This is a souvenir
of the 2004 Salzburg Festival. Of course it’s much more besides
as it showcases the talents of two emerging fiddle players,
Benjamin Schmid and David Frühwirth, who with their colleagues
are responsible for this all-Korngold compilation. Both violinists
have made contributions on disc before now – I’ve reviewed Schmid
on this site in fairly standard repertoire and Frühwirth has
put together an intriguing double CD selection of inter-War
things – among them Gál, Rathaus, Busch, and indeed the Korngold
suite he essayed in Salzburg.
One can assume they
feel comfortable in congenial repertoire – the results are certainly
persuasive. Apparently Schmid was the toast of the town for
his companionable meeting with Ozawa in the Concerto. This is
a work becoming increasingly visible in the racks – long gone
are the days when Heifetz was the only yardstick – though it’s
also true to say that the work is becoming increasingly more
measured and introverted with each passing year. It was, one
needs to remember, written for Huberman not Heifetz, so perhaps
Heifetzian rapier would have been modified by the more anachronistic
Huberman aesthetic, had he ever given a performance. What remains
the case is that there are a number of recommendable recordings
at all price brackets – Perlman (recorded as ever too close)
with the Goldmark, Shahan with the Barber and Korngold’s Much
Ado, Heifetz, unmatchable, is still here with Wallenstein,
and Vera Tsu, surprisingly good on Naxos with the Goldmark in
a mini-Perlman offering.
Schmid is not as
closely recorded as Perlman and Heifetz and that’s to the good.
He isn’t as warmly succulent as either, though his is a subtle
infusion of colour, albeit one that cleaves to the accepted
prevailing view of this work as rather chaste and feminine.
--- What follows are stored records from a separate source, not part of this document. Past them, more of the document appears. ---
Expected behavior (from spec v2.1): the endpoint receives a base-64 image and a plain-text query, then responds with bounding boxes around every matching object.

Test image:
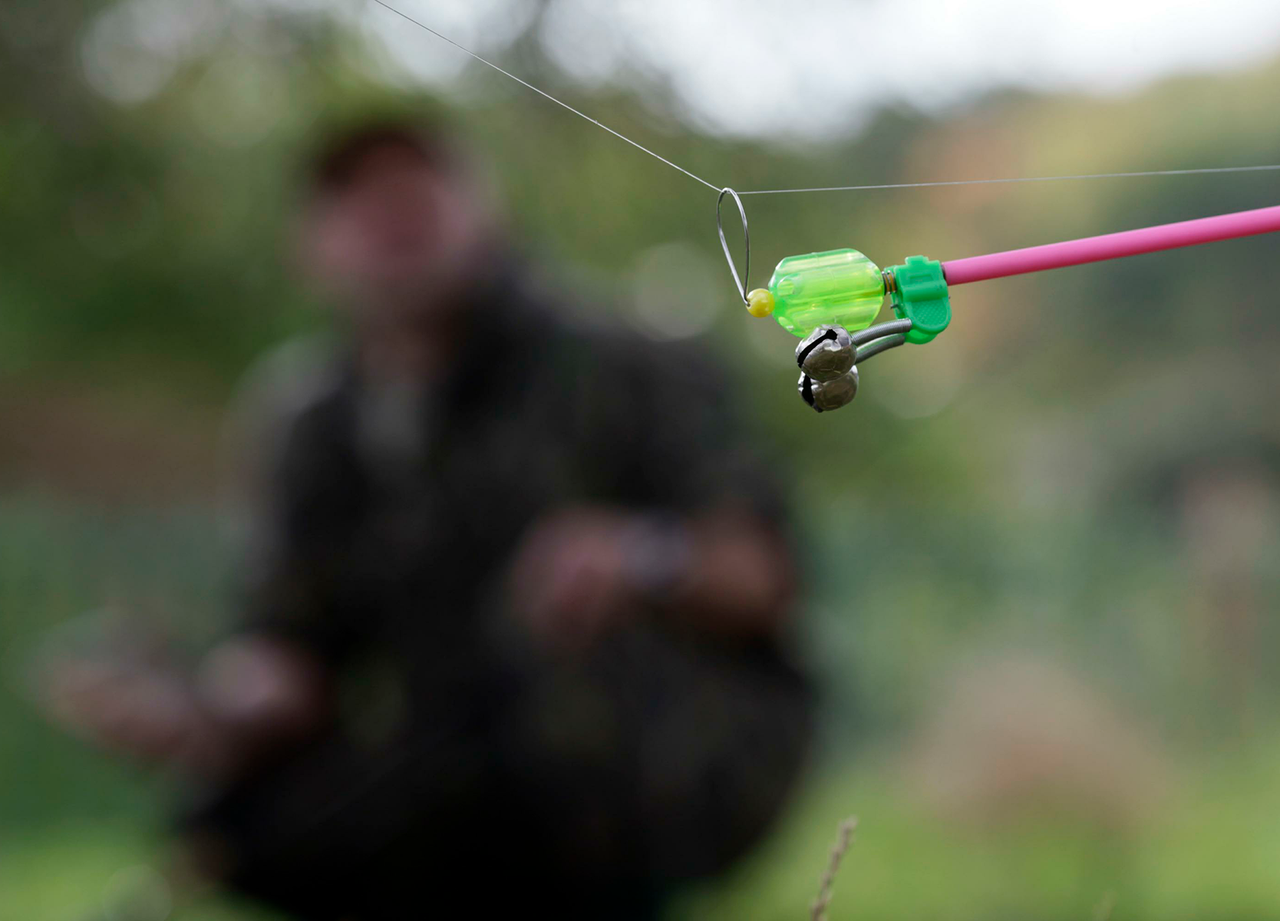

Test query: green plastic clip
[890,256,951,345]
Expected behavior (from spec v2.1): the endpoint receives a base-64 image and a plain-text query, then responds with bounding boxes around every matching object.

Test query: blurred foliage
[0,0,1280,921]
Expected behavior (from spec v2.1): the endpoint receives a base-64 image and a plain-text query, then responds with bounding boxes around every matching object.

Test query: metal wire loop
[716,185,751,303]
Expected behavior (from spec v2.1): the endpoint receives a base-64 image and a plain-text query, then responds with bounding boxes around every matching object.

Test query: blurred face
[302,142,489,320]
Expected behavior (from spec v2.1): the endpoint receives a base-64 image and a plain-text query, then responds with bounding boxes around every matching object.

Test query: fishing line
[374,0,721,192]
[372,0,1280,196]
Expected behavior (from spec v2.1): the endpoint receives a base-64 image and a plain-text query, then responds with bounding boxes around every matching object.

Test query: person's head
[300,119,498,322]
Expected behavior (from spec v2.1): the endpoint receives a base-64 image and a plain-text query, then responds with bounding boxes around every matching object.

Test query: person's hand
[37,637,324,776]
[509,509,636,649]
[38,657,221,773]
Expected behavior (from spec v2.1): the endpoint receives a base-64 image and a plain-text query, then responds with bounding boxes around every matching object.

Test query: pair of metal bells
[796,320,911,412]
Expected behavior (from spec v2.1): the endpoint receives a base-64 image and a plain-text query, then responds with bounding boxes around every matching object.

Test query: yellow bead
[746,288,773,317]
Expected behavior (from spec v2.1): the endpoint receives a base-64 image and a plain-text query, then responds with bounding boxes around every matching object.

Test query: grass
[0,496,1280,921]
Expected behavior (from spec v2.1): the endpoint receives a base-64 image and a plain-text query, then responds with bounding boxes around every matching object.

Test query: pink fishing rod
[942,205,1280,285]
Well, call me crabby but I like a bit of guts hereabouts and
I go for Heifetz’s Porsche road handling skills, and a tempo
altogether faster than his rivals. No one can quite match his
oratorical presence in the ruminative opening – here in Salzburg
there’s just the hint of sagging and the slightly diffuse orchestral
sound balance doesn’t assist. Still, Schmid’s silvery tone brings
its own rewards, especially in the Anthony Adverse-isms
of the slow movement. Schmid’s sensitivity is further signalled
by his selfless care over dynamics in the finale and by his
attentive fusion of his colour with that of the orchestral solos.
Ozawa marshals the rhythmic business of the finale pretty well.
A good performance then, all round, but not one I think that
matches the front-runners.
In the Suite he’s
joined by chamber colleagues for a commanding traversal, somewhat
spoilt by a clangy piano. Nevertheless there’s plenty to note
here – the craggy Prelude, ominous cello, pizzicato flecked
and increasingly voluptuous. There’s a whimsical waltz, with
succulent colour, but one that so borders – in this performance
– on the obsessive that the ensuing Groteske third movement
seems to emerge organically for once and not seem to be imposed.
The forlorn contrastive B section is a troubling foil – in point
of fact this is a deeply troubling work – and the performance
barely stints of the hints of mania (it was written in 1930).
There’s a beautiful lied to calm things and a fine energetic
Rondo. But the impression remains of barely concealed tension.
The Much Ado
About Nothing suite has been popular since it was first
published. In fact violist Lionel Tertis was quick off the mark,
recording a movement for Columbia (not issued at the time) a
scant few years after it was brought out. The biggest figure
in its recorded history – certainly the most molten - was Toscha
Seidel. Frühwirth is no Seidel, either in inclination or tonal
reserves, and he has in any case already recorded the Suite
in studio conditions for Avie. He brings elegant tang to the
second of the movements, and brings explicit contrast between
crystalline upper strings and husky lower ones in the Garden
Scene (the most popular).
Both these fiddle
players are offering some good things in their careers and particularly
here. Korngold addicts can take a punt, but knowing that these
are live documents and they will need ancillary performances.